One of rocks greatest shames is that this would be Deep Purple Mk 4’s only studio recording, as the potential was there for greater things.
Written by: Dangerzone
ARTIST: Deep Purple
ALBUM: Come Taste The Band
CD REISSUE: Discogs Reissue List
COUNTRY OF ORIGIN: England
LINEUP: David Coverdale – vocals * Tommy Bolin – guitar * Glenn Hughes – vocals, bass * Ian Paice – drums * Jon Lord – keyboards
TRACK LISTING: 01 Comin’ Home * 02 Lady Luck * 03 Gettin’ Tighter * 04 Dealer * 05 I Need Love * 06 Drifter * 07 Love Child * 08 This Time Around – Owed To G * 09 You Keep On Moving
WEBLINKS: Site Link
When Ritchie Blackmore stepped off the stage for the (then) last time with Deep Purple in 1975, many thought they were history, Blackmore’s shoes impossible to fill. Coverdale and Hughes thought otherwise, having got a taste of the big time, they weren’t about to relinquish it yet. The remaining originals, Paice and Lord agreed to continue, although they later admitted to being burned out from years of endless touring and that they shouldn’t have rushed things.
The search for a replacement was arduous, Clem Clempson of Humble Pie was initially considered before it was decided he didn’t have it. The band eventually chose young prodigy Tommy Bolin, formerly of Zephyr, The James Gang and Spectrum.
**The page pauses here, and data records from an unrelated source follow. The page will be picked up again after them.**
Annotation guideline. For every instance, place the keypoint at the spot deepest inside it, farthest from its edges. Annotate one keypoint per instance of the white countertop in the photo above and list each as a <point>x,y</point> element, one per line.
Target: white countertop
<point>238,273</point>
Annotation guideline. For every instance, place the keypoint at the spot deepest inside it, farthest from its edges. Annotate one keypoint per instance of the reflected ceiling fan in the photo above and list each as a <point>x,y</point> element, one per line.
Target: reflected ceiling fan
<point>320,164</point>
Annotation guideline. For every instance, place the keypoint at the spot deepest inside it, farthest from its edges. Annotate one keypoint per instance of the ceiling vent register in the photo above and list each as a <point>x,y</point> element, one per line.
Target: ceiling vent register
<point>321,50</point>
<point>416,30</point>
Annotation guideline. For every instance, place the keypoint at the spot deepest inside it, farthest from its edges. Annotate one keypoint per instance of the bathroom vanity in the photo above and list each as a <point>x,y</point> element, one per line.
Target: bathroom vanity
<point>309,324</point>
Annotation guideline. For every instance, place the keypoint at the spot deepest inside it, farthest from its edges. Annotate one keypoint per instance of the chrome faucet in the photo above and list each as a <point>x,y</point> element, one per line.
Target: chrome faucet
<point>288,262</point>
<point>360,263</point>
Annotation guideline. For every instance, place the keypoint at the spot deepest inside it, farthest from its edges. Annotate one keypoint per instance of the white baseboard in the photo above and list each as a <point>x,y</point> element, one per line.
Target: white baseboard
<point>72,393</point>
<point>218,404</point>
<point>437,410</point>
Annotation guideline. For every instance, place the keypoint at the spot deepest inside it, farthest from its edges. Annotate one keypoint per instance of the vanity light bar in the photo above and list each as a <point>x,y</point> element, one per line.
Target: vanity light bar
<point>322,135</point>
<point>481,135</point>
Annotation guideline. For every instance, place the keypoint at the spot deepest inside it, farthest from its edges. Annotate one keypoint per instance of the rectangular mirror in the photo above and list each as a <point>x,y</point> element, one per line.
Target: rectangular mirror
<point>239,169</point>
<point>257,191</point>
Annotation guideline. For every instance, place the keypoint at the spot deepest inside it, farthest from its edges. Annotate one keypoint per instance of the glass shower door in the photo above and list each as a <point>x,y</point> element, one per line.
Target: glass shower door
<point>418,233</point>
Bolin was rapidly rising as a solo artist and without doubt a guitar wizard on a par with Blackmore. The initial jams were spectacular, Bolin bringing a more rock and roll feel to Deep Purple, which suited their sub-funk dabbling. Many resented anyone taking Blackmore’s place and the odds were stacked against Bolin, who along with Hughes had developed a huge cocaine problem.
Straight out of the gate is opener ‘Comin’ Home’, good old fashioned r ‘n’ r with a surging pace throughout. Bolin’s guitar work is on another level, dominating affairs with some excitable escapades halfway in. A track impossible to tire of.
‘Lady Luck’ is more hard rock in style, Bolin feeding off Hughes’ funky bass riffs, producing a sound which betrays Purple’s English roots, almost too advanced. One of the better known cuts is the funk ridden ‘Gettin’ Tighter’, with a jazz fusion like breakdown that brings to mind Bolin’s work with Billy Cobham in Spectrum.
On the metal scale of things is ‘Dealer’, Bolin’s ode to his drug suppliers, with a brutal bottom ended riff and more superlative soloing from Bolin during the latter stages. There’s another funk effort with ‘I Need Love’, with Bolin warring with Lord in an interesting keyboard-guitar square off.
The theme of being on the run has been a recurring theme throughout Coverdale’s career, and it is explored in superior detail during ‘Drifter’, a powerhouse piece of 70’s metal, which demonstrates how heavy this lineup could be.
Bolin and Coverdale are the showcase, the desperate vocal and the outlaw guitar stance delivering the desired effect. ‘Love Child’ moves in similar circles, although ‘This Time Around’ is pure ballad material, Hughes playing it soft to a Lord keyboard effect laden background. Emotive and very ambitious.
Bolin rattles off a solo in the second instrumental half ‘Owed to ‘G’ ‘, showcasing his talents in a manner similar to his solo albums ‘Teaser’ and ‘Private Eyes’. The most remembered track ‘You Keep On Moving’ scores points for it’s dense atmosphere, the term ‘moody’ the only possible description as overused as it is.
‘Come Taste..’ was met with disdain by most, duly becoming Deep Purple’s lowest charting album of the 70’s. Critics wrote it off immediately, one inaccurately describing it as ‘colourless sludge’. Many years later it sounds better than ever, for me (perhaps alone) Deep Purple’s greatest album, Bolin’s overall work in another dimension.
Many long time detractors have also come around, noting how Bolin gave Purple a new face, less heavy handed and free flowing. Live they had the goods, as proved by the 1976 Long Beach Arena release ‘On The Wings Of A Russian Foxbat’, which is a masterful display of improvisation and raw heaviness.
Of course things fell apart, Bolin and Hughes crippled by drugs, Coverdale dissatisfied with his position in the band (as Hughes hogged the vocals), and Paice and Lord simply worn out, leading to the split in 1976 after a shambolic gig in Liverpool.
One of rocks greatest shames is that this would be Mk 4’s only studio recording, as the potential was there for greater things. A recent issue of the magazine Classic Rock featured a superb in depth article on the rise and fall of Deep Purple Mk 4 and should be investigated to get a first hand look at what really went down. I’m comfortable in the knowledge that this is one of rocks perfect albums.